Portugal Rebelde - Os SAL assumem-se como uma banda rock com uma sonoridade que mistura as raízes da música tradicional com um lado mais eletrónico e contemporâneo? 

SAL - Os SAL são, sem dúvida, uma banda de rock onde a influência da música tradicional está bem vincada, no entanto cada um de nós é influenciado por diversas outras bandas e daí muitas sonoridades virão, eletrónico, contemporâneo, até jazz e clássico, é a soma de tudo que faz SAL ser o que é. 

PR - “Passo Forte” foi preparado durante o último ano e meio. A pandemia influenciou de alguma forma o resultado final deste disco? 

SAL - A pandemia mudou o mundo, dizer que não influenciou seria mentira. Durante este ano e meio cada um de nós foi reagindo de forma diferente a esta tão grande mudança mundial. Felizmente nos SAL houve quem encontrasse a resposta no trabalho, na dedicação à música e à banda e os que encontraram essa resposta puxaram por quem estava mais perdido e, felizmente, todos nós encontrámos o nosso lugar e o disco finalizou-se.

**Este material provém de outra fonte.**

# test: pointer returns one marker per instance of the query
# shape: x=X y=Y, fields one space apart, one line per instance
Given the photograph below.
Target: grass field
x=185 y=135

O resultado e a história que conta é enorme, mas fácil de compreender para quem der atenção às letras. 

PR - No press release deste disco, Pedro Moreira Dias escreveu que “há sangue, suor e lágrimas nas letras de SAL”. É mesmo assim? 

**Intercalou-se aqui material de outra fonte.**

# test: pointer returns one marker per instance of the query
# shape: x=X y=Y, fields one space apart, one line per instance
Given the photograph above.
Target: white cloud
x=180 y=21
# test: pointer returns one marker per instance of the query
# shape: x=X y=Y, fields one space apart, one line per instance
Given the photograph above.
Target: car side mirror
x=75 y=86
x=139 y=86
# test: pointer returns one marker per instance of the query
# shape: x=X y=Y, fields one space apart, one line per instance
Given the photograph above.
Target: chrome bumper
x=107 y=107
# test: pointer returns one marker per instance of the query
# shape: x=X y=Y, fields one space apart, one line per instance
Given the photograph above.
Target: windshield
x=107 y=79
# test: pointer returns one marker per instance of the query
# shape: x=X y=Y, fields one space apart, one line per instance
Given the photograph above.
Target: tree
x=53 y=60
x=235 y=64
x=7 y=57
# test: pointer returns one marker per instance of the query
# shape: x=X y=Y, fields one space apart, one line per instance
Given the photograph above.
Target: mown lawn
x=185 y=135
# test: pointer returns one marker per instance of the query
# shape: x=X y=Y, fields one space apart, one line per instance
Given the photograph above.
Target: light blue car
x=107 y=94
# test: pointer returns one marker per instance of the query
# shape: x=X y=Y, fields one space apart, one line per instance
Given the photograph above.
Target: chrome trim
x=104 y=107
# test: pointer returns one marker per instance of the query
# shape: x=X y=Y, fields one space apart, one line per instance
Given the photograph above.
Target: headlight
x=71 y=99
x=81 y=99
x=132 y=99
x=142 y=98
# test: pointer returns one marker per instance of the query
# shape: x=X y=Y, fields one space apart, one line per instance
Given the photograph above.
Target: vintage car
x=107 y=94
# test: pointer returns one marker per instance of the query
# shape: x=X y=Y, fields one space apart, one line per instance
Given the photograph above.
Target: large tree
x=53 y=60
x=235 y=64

SAL - Sim, “sangue, suor e lágrimas” é a forma romântica de alguém que nos conhece tão bem como o Pedro se dirigir a nós. O que isto significa é que SAL é uma banda de sangue, como uma banda que fez uma promessa para a vida, uma promessa de sobreviver e conseguiu; o suor vem do trabalho e do nosso esforço e as lágrimas são a prova de que vivemos cada dia como se fosse o último e que agradecemos do fundo do coração a sorte que temos, por nos termos uns aos outros e por termos o apoio de tanta gente que, quase sem conhecer a nossa música, já nos dava tudo. 

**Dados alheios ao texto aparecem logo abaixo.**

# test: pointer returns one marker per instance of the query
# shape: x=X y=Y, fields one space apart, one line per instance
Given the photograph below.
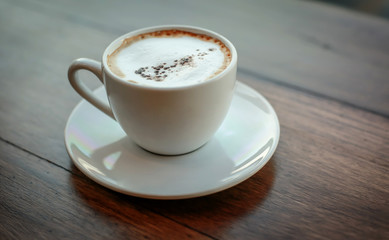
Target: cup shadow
x=211 y=213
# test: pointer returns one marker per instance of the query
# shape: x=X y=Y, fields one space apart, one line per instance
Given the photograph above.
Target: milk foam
x=169 y=60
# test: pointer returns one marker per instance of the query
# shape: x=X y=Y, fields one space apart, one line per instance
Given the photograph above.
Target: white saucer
x=244 y=143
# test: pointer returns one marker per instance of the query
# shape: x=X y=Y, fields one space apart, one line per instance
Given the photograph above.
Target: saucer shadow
x=213 y=212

PR - Qual é a canção que melhor define o “espírito” deste disco”? 

SAL - Essa pergunta pode ter cinco respostas diferentes, uma por cada um de nós em SAL. Eu (João Gil) vou escolher a música “Não Vale Chorar” porque cada vez que leio o título acordo para a vida e lembro-me daquilo que SAL significa para mim, uma nova vida e isso é o que este disco significa para mim, uma nova vida, livre. 

PR - O espetáculo de apresentação de “Passo Forte” terá lugar no próximo dia 16 de Novembro no Teatro Maria Matos, em Lisboa. O que é que o público pode esperar deste concerto? 

SAL - Festa! Quem nos conhece sabe que subimos ao palco para fazer uma festa, um concerto como este promete festa a triplicar. Vamos ter convidados, vamos ter o disco todo tocado de uma ponta à outra e ainda vamos ter mais músicas além dessas. Venham ter connosco no dia 16 e vão perceber melhor o que digo.